Related papers: GLiClass: Generalist Lightweight Model for Sequence Classification Tasks

GLiClass: Generalist Lightweight Model for Sequence Classification Tasks

URL: http://arxiv.org/abs/2508.07662v1
Date: Mon, 11 Aug 2025 06:22:25 GMT
Title: GLiClass: Generalist Lightweight Model for Sequence Classification Tasks
Authors: Ihor Stepanov, Mykhailo Shtopko, Dmytro Vodianytskyi, Oleksandr Lukashov, Alexander Yavorskyi, Mykyta Yaroshenko,
Abstract summary: We propose GLiClass, a novel method that adapts the GLiNER architecture for sequence classification tasks.<n>Our approach achieves strong accuracy and efficiency comparable to embedding-based methods, while maintaining the flexibility needed for zero-shot and few-shot learning scenarios.
Score: 49.2639069781367
License: http://creativecommons.org/licenses/by-nc-nd/4.0/
Abstract: Classification is one of the most widespread tasks in AI applications, serving often as the first step in filtering, sorting, and categorizing data.
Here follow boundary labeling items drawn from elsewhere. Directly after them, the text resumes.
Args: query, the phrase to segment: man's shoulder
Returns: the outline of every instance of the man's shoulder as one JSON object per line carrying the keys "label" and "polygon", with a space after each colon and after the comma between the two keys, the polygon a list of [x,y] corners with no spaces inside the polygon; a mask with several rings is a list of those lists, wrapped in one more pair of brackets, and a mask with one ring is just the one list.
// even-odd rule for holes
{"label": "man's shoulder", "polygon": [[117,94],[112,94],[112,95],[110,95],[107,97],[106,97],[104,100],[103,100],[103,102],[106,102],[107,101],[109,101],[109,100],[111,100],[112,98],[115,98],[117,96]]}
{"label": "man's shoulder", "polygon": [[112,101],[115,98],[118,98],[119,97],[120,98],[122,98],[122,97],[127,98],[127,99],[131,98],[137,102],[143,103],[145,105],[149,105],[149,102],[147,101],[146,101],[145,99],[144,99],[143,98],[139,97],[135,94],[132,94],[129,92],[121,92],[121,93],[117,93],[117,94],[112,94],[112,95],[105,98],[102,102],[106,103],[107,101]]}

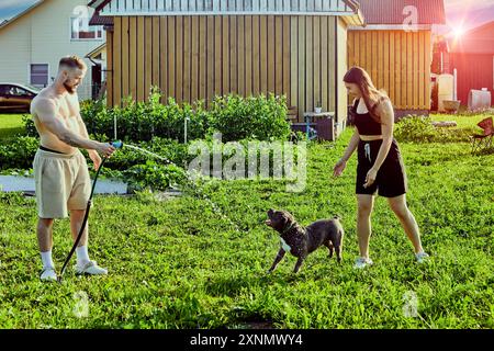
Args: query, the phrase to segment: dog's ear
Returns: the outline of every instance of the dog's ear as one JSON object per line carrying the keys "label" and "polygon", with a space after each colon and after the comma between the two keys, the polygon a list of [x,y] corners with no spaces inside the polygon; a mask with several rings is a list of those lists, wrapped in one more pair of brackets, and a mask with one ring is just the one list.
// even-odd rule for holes
{"label": "dog's ear", "polygon": [[289,223],[293,223],[295,218],[291,215],[290,212],[283,211],[281,212],[281,217],[283,218],[283,225],[287,225]]}

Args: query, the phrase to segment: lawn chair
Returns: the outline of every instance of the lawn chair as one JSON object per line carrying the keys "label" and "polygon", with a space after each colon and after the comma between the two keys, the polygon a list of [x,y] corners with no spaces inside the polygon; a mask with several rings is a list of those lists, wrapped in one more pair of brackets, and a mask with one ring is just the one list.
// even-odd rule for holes
{"label": "lawn chair", "polygon": [[472,154],[483,149],[489,149],[492,146],[492,138],[494,136],[494,127],[492,117],[482,120],[476,124],[484,133],[472,135]]}

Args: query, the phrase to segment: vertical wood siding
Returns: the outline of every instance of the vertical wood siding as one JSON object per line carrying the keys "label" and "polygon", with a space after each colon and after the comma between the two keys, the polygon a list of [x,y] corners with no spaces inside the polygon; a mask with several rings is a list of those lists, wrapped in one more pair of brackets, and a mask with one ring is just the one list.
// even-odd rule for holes
{"label": "vertical wood siding", "polygon": [[395,109],[430,109],[430,32],[349,31],[348,67],[360,66]]}

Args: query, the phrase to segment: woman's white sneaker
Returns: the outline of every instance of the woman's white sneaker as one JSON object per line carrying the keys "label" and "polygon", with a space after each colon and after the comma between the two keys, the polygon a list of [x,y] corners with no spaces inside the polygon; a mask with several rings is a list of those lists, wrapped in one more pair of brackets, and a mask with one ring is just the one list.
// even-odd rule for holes
{"label": "woman's white sneaker", "polygon": [[364,269],[366,267],[372,265],[373,263],[374,263],[374,262],[372,262],[372,260],[369,259],[369,258],[359,257],[359,258],[355,261],[353,268],[355,268],[355,269],[362,270],[362,269]]}
{"label": "woman's white sneaker", "polygon": [[89,274],[89,275],[106,275],[108,270],[98,265],[96,261],[89,261],[85,265],[80,267],[76,264],[76,274]]}
{"label": "woman's white sneaker", "polygon": [[44,268],[40,280],[44,282],[56,282],[57,281],[57,273],[55,272],[55,269],[53,267]]}

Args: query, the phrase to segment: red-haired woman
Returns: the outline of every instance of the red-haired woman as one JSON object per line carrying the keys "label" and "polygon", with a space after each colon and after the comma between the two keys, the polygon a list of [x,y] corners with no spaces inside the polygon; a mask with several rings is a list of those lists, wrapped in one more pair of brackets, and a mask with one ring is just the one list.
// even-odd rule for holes
{"label": "red-haired woman", "polygon": [[362,269],[372,264],[369,258],[369,238],[375,192],[388,197],[391,210],[414,246],[417,262],[422,263],[428,254],[422,248],[417,222],[406,205],[406,174],[400,148],[393,138],[393,105],[385,93],[374,87],[369,73],[360,67],[352,67],[345,75],[344,81],[348,92],[357,98],[350,112],[356,131],[344,156],[334,168],[334,176],[341,174],[347,160],[358,149],[356,193],[360,257],[355,268]]}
Since modern AI systems must handle large volumes of input data and early pipeline stages can propagate errors downstream, achieving high efficiency and accuracy is critical. Moreover, classification requirements can change dynamically based on user needs, necessitating models with strong zero-shot capabilities. While generative LLMs have become mainstream for zero-shot classification due to their versatility, they suffer from inconsistent instruction following and computational inefficiency. Cross-encoders, commonly used as rerankers in RAG pipelines, face a different bottleneck: they must process text-label pairs sequentially, significantly reducing efficiency with large label sets. Embedding-based approaches offer good efficiency but struggle with complex scenarios involving logical and semantic constraints. We propose GLiClass, a novel method that adapts the GLiNER architecture for sequence classification tasks. Our approach achieves strong accuracy and efficiency comparable to embedding-based methods, while maintaining the flexibility needed for zero-shot and few-shot learning scenarios. Additionally, we adapted proximal policy optimization (PPO) for multi-label text classification, enabling training classifiers in data-sparse conditions or from human feedback.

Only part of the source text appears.